Abstracts

Molecular determinants which modify activity synaptogenesis may form the core mechanistic components of cortical reorganization after brain injury. Semaphorin 3F (Sema 3F) signaling has been identified as a putative molecular determinant of activity dependent synaptogenesis in the mouse kainic acid model of epileptogenesis. The Sema 3F receptor is a multi-subunit complex composed of at least two proteins, Plexin A3, and Neuropilin 2 (NPN2)., The activity dependent regulation and structure of the mouse NPN2 promoter is detailed here., We have identified a 1.7 kb putative NPN2 promoter from the FVB/NJ (epileptogenic sensitive) and C57BL/6J (epileptogenic resistant strain) mouse strains. The distinct NPN2 promoters, in addition to common putative transcription factor binding sites, have six different single nucleotide polymorphisms (SNPs) that specify distinct putative transcription factor binding sites.
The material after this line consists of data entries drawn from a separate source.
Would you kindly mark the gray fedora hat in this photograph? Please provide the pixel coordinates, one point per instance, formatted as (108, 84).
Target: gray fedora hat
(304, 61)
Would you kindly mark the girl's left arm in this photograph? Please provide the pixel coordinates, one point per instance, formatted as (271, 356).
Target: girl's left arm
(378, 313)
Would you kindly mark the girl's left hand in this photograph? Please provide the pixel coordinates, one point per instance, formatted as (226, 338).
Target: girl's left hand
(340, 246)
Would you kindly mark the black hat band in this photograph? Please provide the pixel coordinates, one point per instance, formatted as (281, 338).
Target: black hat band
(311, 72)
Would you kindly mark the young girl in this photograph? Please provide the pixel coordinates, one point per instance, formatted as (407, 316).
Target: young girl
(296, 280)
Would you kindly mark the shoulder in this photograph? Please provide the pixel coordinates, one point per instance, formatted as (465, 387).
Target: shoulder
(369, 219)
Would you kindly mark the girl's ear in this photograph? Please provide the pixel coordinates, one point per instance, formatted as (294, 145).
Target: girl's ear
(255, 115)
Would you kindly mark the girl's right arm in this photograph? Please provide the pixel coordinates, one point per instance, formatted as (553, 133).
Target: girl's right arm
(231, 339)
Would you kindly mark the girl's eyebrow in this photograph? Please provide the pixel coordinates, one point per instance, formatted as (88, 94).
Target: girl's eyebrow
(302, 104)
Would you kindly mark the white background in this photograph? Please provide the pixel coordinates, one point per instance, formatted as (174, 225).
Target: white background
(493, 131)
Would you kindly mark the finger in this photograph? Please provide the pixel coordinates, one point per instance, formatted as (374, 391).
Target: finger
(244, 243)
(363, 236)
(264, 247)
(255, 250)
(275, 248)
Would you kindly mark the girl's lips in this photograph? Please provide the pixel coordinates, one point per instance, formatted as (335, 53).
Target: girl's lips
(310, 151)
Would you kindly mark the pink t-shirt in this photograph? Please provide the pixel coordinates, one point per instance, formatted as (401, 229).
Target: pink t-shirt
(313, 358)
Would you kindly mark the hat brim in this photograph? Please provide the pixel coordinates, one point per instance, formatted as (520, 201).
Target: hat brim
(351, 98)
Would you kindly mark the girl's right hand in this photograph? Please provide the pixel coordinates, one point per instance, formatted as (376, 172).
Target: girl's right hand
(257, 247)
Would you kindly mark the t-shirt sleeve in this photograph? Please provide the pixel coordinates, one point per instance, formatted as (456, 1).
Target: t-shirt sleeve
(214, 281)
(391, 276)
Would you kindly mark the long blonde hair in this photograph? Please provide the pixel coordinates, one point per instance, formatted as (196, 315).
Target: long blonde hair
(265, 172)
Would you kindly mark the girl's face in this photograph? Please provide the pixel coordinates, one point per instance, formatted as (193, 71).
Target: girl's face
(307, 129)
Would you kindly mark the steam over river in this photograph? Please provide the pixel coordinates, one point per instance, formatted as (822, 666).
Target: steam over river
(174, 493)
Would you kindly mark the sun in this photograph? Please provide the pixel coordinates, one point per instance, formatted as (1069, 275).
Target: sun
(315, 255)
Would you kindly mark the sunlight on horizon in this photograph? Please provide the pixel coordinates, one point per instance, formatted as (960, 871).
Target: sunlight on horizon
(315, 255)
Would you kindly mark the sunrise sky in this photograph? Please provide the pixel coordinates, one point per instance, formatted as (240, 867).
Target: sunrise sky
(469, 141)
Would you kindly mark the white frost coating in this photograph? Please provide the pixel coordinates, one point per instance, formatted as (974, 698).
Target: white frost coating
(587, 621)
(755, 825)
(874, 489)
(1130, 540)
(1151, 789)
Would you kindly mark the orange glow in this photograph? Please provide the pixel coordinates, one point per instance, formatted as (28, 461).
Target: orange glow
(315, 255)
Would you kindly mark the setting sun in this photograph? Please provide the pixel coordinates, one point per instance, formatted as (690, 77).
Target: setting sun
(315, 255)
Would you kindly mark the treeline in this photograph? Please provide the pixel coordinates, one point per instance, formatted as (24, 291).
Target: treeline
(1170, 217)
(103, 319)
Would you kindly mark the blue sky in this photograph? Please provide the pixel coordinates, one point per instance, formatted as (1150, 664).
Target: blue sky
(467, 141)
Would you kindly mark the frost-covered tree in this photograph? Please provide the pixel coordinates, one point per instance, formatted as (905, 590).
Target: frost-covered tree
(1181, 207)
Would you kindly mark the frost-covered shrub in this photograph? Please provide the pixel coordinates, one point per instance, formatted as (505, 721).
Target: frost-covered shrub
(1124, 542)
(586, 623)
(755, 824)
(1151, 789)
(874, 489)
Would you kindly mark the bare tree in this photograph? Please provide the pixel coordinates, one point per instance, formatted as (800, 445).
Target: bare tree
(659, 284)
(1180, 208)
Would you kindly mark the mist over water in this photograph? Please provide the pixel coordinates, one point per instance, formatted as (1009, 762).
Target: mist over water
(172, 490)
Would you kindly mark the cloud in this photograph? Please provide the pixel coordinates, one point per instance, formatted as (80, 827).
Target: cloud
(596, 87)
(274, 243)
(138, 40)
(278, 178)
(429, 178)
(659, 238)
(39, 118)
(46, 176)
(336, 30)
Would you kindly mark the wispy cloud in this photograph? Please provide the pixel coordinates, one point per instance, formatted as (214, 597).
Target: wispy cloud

The FVB/NJ NPN2 promoter has distinct activity dependent methylation sites, whereas these are absent in the C57BL/6J promoter. When the FVB/NJ nucleotide is substituted for C57BL/6J nucleotide, at least two sites, SNP site 2, and SNP site 6, reduce the activity of the C57BL/6J NPN2 promoter by 90%. These putative strain specific-enhancer sites may explain why NPN2 transcription is maintained in C57BL/6J hippocampal neurons but not FVB/NJ hippocampal neurons after kainic acid status epilepticus (KA-SE). In addition to regulation of the NPN2 transcription by glutamate receptors, we also report the NPN2 promoter may be regulated by reactive oxygen species. We have also determined the sequence of the human NPN2 promoter contains important SNPs distinguishing temporal lobe epilepsy patients from controls, which might be a biomarker or perhaps a causal factor in epilepsy. Promoter activity is an important determinant of NPN2 mRNA levels and thus sema 3F signaling; selective deletion of Sema 3F in the mature forebrain greatly facilitates epileptogenesis via PTZ kindling., This data provide preliminary support for the hypothesis that distinct alleles of synaptic plasticity genes may confer susceptibility for acquired epilepsy after brain injury., (Supported by NIH/NINDS, KSCHIRT, and PREP grant program.)